Member of the Nebraska Legislature from the 4th district
- In office January 5, 1983 – January 9, 1991
- Preceded by: Larry Stoney
- Succeeded by: Thomas Horgan

Personal details
- Born: May 5, 1943 (age 83) Omaha, Nebraska
- Party: Republican
- Spouse: Mary Lou
- Children: 4
- Education: University of Omaha (B.A.)
- Occupation: Real estate broker

= Gary Hannibal =

American politician (born 1943)

Gary E. Hannibal (born May 5, 1943) is a Republican politician from Nebraska who served as a member of the Nebraska Legislature from the 4th district from 1983 to 1991.

==Early career==
Hannibal was born in Omaha, Nebraska, and graduated from Westside High School. He attended the University of Omaha, receiving his bachelor's degree in economics in 1970. Hannibal established Hannibal Construction, Inc., in 1965, and began working as a real estate broker in 1972. He served on the board of directors of the National Association of Home Builders from 1974 to 1982, and as president of the Metropolitan Omaha Builders Association in 1982.

==Nebraska Legislature==
In 1982, State Senator Larry Stoney declined to seek re-election to a third term, and Hannibal ran to succeed him in the 4th district, which was based in West Omaha. In the nonaprtisan primary, he faced Wanda Christie, an antique dealer; Dennis Hanley, a teacher; Maureen Monen, a member of the state Natural Resources Commission; Bev Laing, an improvement district trustee; and Al Pattavina, the former city director of public safety, In the primary, Hannibal placed first, winning 37 percent of the vote to Laing's 24 percent. Though the race was formally nonpartisan, both Hannibal and Laing were Republicans. Hannibal ultimately defeated Laing by a narrow margin, winning 53–47 percent.
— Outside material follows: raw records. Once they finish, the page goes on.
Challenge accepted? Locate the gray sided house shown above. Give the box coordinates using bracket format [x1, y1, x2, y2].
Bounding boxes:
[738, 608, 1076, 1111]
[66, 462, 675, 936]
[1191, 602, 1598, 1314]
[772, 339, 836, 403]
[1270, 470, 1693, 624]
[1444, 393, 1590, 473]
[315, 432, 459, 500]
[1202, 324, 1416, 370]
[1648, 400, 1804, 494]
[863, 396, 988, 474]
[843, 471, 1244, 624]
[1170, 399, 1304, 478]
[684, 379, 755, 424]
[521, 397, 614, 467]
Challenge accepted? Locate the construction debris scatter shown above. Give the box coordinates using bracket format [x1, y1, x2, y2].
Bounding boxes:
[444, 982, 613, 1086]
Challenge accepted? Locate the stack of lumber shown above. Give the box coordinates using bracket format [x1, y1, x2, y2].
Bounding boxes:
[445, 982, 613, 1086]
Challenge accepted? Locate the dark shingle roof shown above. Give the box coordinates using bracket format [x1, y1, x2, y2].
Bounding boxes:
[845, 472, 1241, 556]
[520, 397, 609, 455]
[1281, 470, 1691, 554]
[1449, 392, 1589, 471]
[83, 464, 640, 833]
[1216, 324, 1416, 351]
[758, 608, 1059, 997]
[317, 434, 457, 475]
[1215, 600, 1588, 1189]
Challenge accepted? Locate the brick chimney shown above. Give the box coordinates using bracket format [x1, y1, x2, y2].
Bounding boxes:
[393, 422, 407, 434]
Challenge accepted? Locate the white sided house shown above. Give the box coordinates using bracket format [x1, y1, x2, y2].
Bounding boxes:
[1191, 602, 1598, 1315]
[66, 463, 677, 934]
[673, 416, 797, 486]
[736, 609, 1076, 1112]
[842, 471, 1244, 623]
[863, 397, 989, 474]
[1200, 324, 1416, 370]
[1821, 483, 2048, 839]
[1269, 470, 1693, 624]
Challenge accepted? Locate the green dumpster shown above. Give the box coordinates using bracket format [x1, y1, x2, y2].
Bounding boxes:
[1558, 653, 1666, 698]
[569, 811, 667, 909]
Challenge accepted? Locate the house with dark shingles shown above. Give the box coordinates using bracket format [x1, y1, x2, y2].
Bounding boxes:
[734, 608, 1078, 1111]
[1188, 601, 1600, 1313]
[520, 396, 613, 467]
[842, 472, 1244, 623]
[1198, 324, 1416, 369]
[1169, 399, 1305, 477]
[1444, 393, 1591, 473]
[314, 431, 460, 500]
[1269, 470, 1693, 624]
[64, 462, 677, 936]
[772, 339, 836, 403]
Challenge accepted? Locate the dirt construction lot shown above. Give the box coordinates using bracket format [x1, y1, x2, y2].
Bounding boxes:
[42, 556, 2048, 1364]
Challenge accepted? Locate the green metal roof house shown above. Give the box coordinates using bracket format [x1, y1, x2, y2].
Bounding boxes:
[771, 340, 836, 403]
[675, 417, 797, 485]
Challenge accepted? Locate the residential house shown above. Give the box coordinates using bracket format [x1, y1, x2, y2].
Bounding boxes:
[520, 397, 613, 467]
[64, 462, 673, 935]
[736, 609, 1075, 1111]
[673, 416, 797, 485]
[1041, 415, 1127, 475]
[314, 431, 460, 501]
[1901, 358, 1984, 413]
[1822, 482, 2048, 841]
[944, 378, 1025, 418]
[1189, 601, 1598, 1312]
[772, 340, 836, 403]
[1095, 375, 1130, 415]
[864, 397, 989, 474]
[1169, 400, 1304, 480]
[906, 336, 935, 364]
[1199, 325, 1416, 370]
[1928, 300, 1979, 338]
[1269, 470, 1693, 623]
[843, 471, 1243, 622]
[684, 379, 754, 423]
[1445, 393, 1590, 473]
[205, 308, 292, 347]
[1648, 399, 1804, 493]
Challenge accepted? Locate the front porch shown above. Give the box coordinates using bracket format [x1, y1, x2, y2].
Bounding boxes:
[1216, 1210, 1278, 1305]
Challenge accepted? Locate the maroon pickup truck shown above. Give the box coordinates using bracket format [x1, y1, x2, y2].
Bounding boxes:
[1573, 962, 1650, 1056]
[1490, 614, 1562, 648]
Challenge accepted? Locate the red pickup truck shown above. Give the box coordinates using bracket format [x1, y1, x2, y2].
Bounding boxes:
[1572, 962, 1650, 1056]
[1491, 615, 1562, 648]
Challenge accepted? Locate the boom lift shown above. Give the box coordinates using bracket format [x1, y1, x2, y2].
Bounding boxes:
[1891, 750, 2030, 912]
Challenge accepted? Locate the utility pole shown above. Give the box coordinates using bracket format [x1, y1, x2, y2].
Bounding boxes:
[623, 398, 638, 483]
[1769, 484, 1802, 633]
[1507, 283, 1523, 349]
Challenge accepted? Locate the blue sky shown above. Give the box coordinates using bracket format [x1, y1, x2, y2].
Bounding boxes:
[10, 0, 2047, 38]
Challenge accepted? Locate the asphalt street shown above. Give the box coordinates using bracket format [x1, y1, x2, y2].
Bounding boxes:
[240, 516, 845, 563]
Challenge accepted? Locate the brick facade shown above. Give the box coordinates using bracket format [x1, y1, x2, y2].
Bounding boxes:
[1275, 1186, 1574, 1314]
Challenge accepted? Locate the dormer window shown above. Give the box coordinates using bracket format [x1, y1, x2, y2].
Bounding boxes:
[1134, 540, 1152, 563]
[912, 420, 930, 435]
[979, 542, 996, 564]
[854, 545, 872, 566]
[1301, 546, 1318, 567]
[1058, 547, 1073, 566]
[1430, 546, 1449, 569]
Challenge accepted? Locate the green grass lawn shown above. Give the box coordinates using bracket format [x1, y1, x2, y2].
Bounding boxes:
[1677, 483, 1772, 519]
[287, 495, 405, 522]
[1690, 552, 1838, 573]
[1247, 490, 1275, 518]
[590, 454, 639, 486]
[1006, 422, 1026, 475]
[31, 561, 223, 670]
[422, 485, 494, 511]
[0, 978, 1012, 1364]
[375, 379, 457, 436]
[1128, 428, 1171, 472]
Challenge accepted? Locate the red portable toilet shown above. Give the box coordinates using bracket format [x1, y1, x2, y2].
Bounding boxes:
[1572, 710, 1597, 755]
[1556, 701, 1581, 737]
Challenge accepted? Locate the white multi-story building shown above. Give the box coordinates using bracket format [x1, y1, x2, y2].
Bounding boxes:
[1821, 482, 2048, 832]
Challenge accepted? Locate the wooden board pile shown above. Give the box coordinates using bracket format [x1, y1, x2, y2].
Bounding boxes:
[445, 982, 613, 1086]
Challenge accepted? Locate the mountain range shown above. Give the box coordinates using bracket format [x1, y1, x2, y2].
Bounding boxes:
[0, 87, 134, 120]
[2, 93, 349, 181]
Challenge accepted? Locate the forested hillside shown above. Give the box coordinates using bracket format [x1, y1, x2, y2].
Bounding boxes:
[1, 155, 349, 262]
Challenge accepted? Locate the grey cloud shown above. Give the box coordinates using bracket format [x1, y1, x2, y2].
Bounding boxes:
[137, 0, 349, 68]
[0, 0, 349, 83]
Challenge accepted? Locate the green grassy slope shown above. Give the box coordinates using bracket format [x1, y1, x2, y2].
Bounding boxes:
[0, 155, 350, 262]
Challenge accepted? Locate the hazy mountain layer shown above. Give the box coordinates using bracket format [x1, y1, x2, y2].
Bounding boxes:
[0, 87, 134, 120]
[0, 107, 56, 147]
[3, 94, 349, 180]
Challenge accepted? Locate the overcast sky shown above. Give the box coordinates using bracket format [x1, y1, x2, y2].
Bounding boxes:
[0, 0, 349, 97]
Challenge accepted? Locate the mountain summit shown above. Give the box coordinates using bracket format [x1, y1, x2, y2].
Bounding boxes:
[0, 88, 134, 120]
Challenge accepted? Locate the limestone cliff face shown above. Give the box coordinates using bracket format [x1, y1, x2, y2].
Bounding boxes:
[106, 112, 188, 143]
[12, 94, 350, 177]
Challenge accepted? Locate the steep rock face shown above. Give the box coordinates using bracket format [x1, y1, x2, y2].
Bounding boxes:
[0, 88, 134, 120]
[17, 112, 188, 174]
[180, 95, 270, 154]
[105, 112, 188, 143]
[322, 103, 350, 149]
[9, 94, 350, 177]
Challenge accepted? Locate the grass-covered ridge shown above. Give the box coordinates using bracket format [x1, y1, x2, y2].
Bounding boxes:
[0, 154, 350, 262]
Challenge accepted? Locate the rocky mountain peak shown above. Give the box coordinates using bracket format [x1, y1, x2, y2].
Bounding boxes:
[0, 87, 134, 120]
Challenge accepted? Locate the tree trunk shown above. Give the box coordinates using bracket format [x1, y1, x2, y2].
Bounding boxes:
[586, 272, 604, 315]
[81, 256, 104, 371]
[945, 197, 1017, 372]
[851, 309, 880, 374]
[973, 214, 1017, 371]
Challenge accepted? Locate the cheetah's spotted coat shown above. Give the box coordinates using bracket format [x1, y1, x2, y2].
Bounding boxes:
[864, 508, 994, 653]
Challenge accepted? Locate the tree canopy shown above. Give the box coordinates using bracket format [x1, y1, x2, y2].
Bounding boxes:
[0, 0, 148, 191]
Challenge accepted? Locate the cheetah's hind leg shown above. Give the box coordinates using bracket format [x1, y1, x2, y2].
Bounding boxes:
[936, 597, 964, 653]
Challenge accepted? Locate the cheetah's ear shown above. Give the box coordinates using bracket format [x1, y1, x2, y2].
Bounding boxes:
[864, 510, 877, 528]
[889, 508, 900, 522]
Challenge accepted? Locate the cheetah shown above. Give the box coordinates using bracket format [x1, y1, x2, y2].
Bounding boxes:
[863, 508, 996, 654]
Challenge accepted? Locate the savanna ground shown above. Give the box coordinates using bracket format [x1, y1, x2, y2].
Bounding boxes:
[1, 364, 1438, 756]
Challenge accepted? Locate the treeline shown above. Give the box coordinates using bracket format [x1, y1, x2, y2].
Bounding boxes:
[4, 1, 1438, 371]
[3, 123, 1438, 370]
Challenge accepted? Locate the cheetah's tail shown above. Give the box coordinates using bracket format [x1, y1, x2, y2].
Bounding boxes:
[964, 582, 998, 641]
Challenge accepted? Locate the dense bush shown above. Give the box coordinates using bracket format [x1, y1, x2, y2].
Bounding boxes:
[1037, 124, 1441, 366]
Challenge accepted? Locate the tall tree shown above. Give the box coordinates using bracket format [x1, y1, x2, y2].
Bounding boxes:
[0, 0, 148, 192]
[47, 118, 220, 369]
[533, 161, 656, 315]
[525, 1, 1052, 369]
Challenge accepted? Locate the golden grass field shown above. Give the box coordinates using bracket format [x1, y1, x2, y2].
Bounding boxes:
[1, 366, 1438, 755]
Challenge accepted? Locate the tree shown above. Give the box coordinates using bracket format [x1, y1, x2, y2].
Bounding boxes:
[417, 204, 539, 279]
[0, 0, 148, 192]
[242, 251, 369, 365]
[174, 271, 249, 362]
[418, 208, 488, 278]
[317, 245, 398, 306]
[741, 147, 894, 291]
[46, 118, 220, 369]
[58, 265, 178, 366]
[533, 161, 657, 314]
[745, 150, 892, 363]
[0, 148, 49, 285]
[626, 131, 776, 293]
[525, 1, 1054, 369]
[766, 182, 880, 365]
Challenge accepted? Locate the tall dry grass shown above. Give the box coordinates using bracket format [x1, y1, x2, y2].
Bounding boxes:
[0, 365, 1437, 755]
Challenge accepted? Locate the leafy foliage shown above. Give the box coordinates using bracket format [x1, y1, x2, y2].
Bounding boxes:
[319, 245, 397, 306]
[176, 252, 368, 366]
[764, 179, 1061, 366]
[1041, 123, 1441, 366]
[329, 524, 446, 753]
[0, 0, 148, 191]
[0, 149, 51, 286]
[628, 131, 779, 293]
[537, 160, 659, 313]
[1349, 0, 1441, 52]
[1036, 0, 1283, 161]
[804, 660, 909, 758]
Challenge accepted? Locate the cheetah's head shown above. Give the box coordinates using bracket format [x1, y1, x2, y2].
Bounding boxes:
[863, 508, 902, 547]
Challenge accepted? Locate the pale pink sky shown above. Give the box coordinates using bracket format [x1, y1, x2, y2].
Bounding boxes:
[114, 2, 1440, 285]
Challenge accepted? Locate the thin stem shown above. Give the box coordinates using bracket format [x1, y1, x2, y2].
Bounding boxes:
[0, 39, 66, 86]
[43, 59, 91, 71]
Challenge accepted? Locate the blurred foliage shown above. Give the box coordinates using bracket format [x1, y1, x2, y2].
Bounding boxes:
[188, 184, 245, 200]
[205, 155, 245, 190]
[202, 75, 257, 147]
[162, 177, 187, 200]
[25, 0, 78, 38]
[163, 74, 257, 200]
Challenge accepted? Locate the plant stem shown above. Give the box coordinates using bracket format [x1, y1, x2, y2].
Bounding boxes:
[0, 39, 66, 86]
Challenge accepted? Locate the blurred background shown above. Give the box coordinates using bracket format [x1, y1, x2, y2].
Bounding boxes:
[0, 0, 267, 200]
Hannibal ran for re-election to a second term in 1986. Homebuilder Denny Henson, a Republican, challenged Hannibal for re-election. In the primary, Hannibal placed first over Henson, winning 60 percent. However, in the general election, Hannibal only won re-election by a narrow margin, receiving 53 percent of the vote to Henson's 47 percent.

In 1990, Hannibal declined to seek re-election to a third term, instead deciding to return to his real estate business.